Tuesday 19 Mar 2024

Earth Day: Dream of a clean and green planet

Dr Alvarinho Luis | APRIL 22, 2021, 12:02 AM IST

Earth and its life forms were created in six days, according to the Book of Genesis. The Homo Sapiens and their environment were beautiful, which was filled with a variety of plants and animals, so they could live peacefully by gathering plant produce and hunting. With evolutionary transition came the modern human who adapted to animal-skin-based clothing, cooked food, the shelter of tents, nomadic lifestyle, and personal adornment. Gradually with expansion in the population and for better prospects, men began exploiting natural resources to become wealthy and powerful. Today, men are living more for their greed, rather than for their needs. With this insatiability, men have chemically polluted the environment, over-exploited the minerals and water resources, over-fished the marine resource, and to hide it all he used muscle and money power to silence his wrongdoings.

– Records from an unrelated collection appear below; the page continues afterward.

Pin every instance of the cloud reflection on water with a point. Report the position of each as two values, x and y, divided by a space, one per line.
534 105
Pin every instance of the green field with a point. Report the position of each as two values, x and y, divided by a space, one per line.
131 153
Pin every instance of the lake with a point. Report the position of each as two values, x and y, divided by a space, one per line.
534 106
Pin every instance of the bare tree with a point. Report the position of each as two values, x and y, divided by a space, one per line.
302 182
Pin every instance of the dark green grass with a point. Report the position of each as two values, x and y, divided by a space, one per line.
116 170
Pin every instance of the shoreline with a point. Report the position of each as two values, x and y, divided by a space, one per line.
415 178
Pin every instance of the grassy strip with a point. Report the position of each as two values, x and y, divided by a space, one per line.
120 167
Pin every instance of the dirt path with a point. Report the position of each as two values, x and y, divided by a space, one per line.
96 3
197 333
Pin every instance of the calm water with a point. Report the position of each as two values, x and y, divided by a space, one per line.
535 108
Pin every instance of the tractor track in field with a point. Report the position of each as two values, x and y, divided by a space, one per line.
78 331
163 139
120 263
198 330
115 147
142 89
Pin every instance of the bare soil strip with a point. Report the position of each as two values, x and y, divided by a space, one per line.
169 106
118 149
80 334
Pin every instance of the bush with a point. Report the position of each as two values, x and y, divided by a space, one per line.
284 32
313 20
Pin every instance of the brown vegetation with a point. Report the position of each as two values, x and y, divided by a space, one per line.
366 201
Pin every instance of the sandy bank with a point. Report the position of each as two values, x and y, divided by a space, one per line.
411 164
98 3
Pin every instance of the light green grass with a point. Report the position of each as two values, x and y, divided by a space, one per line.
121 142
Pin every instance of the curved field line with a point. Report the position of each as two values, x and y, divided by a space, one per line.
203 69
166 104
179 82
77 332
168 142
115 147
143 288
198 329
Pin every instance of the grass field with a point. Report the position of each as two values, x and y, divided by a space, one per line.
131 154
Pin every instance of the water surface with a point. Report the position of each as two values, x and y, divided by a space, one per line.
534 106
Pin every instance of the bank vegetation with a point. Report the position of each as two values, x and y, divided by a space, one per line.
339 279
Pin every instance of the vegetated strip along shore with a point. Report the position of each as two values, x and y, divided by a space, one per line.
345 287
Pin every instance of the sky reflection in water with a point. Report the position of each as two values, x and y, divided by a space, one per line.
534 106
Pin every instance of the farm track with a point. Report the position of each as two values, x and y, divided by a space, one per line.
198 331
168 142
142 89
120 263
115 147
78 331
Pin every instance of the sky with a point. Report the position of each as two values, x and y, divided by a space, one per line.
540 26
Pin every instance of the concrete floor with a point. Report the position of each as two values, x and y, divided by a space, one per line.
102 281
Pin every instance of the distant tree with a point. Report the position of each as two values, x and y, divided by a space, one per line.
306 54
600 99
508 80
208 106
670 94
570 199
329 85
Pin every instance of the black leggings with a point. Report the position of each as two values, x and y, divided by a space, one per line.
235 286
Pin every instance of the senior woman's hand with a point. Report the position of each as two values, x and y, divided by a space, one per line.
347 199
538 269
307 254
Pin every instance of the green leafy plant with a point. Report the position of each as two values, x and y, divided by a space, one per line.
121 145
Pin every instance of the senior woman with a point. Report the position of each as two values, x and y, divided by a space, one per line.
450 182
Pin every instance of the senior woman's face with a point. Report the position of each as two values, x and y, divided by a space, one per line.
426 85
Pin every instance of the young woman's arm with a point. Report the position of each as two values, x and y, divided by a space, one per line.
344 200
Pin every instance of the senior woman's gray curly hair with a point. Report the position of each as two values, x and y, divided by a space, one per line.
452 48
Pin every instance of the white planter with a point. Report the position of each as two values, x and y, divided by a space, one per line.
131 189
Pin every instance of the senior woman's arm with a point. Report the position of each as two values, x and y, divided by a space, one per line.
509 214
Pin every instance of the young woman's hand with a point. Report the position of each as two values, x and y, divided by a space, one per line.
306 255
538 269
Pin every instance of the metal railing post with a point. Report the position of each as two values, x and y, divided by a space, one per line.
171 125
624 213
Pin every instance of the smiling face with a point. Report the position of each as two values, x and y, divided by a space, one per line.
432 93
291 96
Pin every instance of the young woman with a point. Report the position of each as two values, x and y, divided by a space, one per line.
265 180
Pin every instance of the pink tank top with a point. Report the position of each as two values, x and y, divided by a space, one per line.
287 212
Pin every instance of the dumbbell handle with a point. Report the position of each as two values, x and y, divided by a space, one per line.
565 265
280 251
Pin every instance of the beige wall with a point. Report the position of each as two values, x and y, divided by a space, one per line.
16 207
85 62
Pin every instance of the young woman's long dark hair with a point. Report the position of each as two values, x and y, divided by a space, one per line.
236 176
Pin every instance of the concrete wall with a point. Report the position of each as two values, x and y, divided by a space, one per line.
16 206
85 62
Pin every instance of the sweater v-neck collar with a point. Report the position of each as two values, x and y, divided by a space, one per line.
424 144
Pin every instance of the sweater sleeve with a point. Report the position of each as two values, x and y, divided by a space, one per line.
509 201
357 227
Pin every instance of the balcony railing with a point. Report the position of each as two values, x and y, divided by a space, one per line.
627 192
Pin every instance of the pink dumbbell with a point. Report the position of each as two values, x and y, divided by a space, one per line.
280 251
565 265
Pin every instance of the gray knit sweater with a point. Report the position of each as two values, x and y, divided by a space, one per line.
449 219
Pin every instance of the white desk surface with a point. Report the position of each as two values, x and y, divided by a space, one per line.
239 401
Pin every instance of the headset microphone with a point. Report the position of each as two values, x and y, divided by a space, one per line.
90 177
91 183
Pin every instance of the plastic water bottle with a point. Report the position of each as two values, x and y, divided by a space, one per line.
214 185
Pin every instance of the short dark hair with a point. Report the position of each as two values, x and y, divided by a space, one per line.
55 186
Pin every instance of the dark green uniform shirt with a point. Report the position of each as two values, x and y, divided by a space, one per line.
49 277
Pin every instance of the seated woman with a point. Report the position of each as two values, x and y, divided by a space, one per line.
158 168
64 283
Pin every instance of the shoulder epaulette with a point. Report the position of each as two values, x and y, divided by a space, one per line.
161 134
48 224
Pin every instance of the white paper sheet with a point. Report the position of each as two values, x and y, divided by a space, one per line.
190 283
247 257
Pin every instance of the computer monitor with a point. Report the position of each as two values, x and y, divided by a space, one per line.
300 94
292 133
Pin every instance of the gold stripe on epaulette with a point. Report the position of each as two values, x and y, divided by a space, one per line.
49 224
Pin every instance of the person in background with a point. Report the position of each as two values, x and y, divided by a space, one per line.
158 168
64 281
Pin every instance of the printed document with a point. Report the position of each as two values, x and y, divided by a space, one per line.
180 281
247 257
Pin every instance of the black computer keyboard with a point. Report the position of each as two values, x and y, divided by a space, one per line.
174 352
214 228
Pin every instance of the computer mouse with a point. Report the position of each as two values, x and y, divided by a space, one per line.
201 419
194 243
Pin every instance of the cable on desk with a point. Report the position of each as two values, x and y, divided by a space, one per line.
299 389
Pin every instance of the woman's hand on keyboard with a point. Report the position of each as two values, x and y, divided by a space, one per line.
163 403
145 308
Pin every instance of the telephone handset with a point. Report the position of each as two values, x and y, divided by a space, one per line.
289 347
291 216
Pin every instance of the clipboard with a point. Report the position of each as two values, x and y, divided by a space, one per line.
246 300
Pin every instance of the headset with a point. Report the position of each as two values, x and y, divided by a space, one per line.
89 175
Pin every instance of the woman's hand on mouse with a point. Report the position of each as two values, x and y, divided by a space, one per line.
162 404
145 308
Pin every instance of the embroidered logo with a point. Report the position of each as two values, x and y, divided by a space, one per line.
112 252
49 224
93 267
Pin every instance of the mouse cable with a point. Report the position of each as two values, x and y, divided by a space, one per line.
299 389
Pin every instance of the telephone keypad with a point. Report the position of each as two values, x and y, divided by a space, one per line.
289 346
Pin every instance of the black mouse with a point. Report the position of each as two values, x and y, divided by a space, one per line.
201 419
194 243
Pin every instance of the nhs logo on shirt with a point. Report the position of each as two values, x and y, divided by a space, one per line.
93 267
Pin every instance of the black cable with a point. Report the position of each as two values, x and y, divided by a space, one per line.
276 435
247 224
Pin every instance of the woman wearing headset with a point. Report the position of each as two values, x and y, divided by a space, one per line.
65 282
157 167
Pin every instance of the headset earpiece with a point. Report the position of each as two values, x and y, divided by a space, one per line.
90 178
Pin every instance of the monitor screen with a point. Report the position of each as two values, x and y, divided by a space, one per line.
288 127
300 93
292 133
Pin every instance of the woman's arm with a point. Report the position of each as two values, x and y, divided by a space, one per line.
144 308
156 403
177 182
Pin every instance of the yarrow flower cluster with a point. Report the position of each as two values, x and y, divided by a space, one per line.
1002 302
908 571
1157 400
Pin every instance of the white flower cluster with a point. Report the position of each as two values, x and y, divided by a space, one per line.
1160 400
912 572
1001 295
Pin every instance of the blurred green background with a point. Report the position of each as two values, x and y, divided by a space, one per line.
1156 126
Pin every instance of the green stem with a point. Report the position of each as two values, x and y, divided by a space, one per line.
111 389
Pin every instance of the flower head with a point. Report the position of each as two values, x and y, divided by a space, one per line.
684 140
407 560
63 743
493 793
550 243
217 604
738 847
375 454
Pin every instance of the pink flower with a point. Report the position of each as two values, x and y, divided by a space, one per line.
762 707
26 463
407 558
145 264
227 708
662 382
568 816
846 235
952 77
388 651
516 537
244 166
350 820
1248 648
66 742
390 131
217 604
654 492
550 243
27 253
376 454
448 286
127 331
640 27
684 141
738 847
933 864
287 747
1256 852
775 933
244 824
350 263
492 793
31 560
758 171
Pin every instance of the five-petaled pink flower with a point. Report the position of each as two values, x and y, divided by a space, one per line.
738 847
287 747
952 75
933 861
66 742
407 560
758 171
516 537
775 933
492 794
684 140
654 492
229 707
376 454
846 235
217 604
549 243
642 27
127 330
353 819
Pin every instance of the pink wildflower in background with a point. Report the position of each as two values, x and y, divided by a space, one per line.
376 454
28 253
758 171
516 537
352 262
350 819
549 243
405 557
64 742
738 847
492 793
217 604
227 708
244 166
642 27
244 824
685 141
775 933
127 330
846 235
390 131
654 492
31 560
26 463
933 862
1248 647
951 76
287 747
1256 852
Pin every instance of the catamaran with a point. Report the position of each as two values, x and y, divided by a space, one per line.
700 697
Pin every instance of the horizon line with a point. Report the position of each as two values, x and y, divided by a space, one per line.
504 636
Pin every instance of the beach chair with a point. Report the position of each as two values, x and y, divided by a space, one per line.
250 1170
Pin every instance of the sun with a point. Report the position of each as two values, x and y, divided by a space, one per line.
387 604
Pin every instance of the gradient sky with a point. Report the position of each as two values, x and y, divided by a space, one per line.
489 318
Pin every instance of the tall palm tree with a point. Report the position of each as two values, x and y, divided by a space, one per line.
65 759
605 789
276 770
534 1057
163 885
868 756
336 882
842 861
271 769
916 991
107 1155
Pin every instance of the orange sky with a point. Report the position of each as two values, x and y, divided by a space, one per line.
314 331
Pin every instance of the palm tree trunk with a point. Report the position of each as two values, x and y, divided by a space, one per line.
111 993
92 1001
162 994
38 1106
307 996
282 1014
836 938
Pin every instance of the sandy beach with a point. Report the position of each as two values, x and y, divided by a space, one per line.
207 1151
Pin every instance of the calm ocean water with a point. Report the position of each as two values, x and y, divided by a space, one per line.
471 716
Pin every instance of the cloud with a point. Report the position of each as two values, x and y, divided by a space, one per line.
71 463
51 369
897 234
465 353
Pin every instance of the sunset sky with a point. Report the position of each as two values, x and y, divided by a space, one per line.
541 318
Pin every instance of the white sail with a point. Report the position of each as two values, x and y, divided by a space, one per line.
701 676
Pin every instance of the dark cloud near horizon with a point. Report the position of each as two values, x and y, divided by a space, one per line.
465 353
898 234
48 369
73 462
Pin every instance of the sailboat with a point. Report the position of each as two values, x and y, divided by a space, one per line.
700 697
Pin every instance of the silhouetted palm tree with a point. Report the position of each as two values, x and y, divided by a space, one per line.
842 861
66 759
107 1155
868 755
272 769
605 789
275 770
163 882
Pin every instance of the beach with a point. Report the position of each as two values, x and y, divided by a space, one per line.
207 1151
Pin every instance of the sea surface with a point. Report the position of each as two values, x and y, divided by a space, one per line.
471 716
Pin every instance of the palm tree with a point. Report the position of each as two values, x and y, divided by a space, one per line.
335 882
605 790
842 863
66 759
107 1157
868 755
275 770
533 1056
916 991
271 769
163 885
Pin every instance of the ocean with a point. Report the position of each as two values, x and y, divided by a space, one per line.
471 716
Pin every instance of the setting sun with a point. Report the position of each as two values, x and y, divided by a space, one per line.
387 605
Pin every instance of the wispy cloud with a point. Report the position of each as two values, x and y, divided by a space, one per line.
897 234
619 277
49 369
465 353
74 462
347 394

Realizing the need to protect the Earth and its environment, a revolutionary movement of the American civil society began on April 22, 1970. It was Rachel Carson’s New York Times bestseller Silent Spring in 1962 that raised public awareness and concern for living beings, the environment, and the inextricable links between pollution and public health. Americans were consuming vast amounts of leaded gas through massive and inefficient automobiles and industry belched out smoke and sludge. Air pollution was generally acknowledged as the smell of prosperity. At this point, US Senator Gaylord Nelson from Wisconsin launched this initiative to create public awareness. Till 1989 only the USA celebrated Earth Day, but from April 22, 1990, it became a global event. The aim is to connect individuals involved in protecting the planet and devise measures for preventing disasters that are occurring more often due to climate change and environmental devastation.

50 years on, the Earth Day message is loud and clear: Save the earth. It can inspire us to reduce sewage in the form of plastic. Humans have created 8.3 billion metric tons of plastics since large-scale production of the polymer began in the early 1950s and of this, 60–80% remains in landfills for hundreds of years, as most plastics do not biodegrade. According to a study published in Science about 8 million metric tons of plastic entered the oceans in 2010. Plastics are reinforced with chemicals, so when the plastic waste is left in an environment for long durations, these can easily reach out and contaminate the environment. In the aquatic environment, the microplastics laced with additives is ingested by fish enters the human body causing a range of sickness. Plastic being a petroleum-based material, its incineration in an unscientific manner releases dangerous substances such as heavy metals, Persistent Organic Pollutants, and other toxics into the air and ash waste residues which contribute to the development of asthma, cancer, endocrine disruption, and the global burden of disease.

Earth Day also reminds us of global warming caused by the increase in greenhouse gasses which has led to long-term heating of Earth’s climate system since the pre-industrial period (between 1850 and 1900) due to human activities, primarily fossil fuel burning in automobiles and industries. A rise of air temperature by about a degree has changed the global scenario: the glaciers have shrunk, ice on rivers and lakes is breaking up earlier, plant and animal ranges have shifted, trees are flowering sooner, loss of sea ice from Greenland and Arctic, accelerated sea-level rise and longer, more intense heat waves. If global warming continues unchecked, summer monsoon rainfall in India will become stronger and more erratic. Extreme rainfall, for example, bears the risk of flooding, and crop failure. Higher holding capacity of moisture of the warmer air, and more complex phenomena like cooling in the higher atmosphere changes atmospheric pressure and thereby rainfall patterns. Global warming could cause frequent and severe failures of the Indian summer monsoon in the next two centuries, thereby putting humans and animals in shortage of water.

Earth Day can inspire people to reduce the wastage of potable water. An estimated 20 to 30 million litre per day is wasted in Goa through the washing of vehicles, watering gardens, and lawn and leakages. Instead of depending on public water supply, colonies can devise rainwater harvesting projects, harvest solar energy by installing solar panels on rooftops/open spaces. It is also an opportunity to recycle kitchen and garden waste into organic fertilizers. The Khazan land, which is a treasure to our people from our ancestors, should be used for growing paddy, cultivating prawns, and panning salt. Every citizen should stop illegal land conversion or filling-up of low-lying areas which act as catchment areas for groundwater charging, cutting of hills for constructions and/or extracting mud/laterite stones, the release of raw sewage into aquatic systems.

A clean and green Earth will require aggressive efforts of government and people. This includes investing in natural climate solutions - conservation and land management strategies. We can produce enough food and energy to meet the growing population while achieving habitat protection commitments, reducing greenhouse gas emissions in line with the Paris Agreement climate targets, ending overfishing, reducing water stress, and improving air quality. By making changes to our production systems, we can achieve a more sustainable future - a planet that can support the growing population and millions of other life forms that will call Earth home by the middle of this century.